Clients often ask me what are the best creativity techniques for producing incrimental or radical innovations. They are often surprised when I tell them that I'm not a big fan of brainstorming. I prefer the direct overt use and teaching of both critical and creative thinking skills to spot or even better to design "opportunity scenarios or windows."
Consultants who employ unfetterd brainstorming techniques or who tell their audience to "think out of the box" show a total ignorance or disregard for: 1) how the brain works in real life; 2) how it forms patterns or habits and 3) how to cut across these engrained patterns to design innovative, novel concepts.
Writing in the Dec 2007 issue of Harvard Business Review, we get a good example of this:
"Many managers fail to generate a stream of solid ideas because they employ two common techniques: They encourage their people to go wild and think outside the box or they assign them the task of slicing and dicing the old boxes (in the form of existing market and financial data or specially commissioned market research) in new ways. The problem with the first method is that most people are not very good at unstructured, abstract brainstorming. Imagine a random product you are trying to improve in a typical facilitated brainstorming session.
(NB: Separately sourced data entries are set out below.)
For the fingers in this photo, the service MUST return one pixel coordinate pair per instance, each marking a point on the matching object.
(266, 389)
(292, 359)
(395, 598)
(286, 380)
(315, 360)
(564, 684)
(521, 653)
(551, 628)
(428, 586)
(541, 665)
Outside-the-box possibilities could include making the product bigger or smaller, lighter or heavier, prettier or more rugged (or changing its appearance in any of a hundred ways). Further ideas could involve making the product more expensive or less, or maybe breaking it into parts or bundling it with other products. They could involve changing the product's functionality, durability, ease of use, or the way it fits with other products. Or its availability, affordability, or repairability. How do you know which dimensions are fruitful to explore? More often than not, the facilitator will say, "There are no bad ideas," which only compounds the confusion. Without some guidance, people cannot judge whether they should continue in the direction of their first notion or change course altogether. They cannot handle the uncertainty, and they shut down.
The second method - slicing the data in new ways - almost always produces only small to middling insights, for different reasons. The contents of every database are structured to correspond to insights that are already recognized, not ones that aren't. (Why are sales data often organized by region? Because someone already knows that the contrasts from region to region are meaningful.) Moreover, any insights produced by recrunching publicly available numbers will probably be discovered quickly by competitors' armies of MBAs, who are most likely using the same techniques and the same data as your people."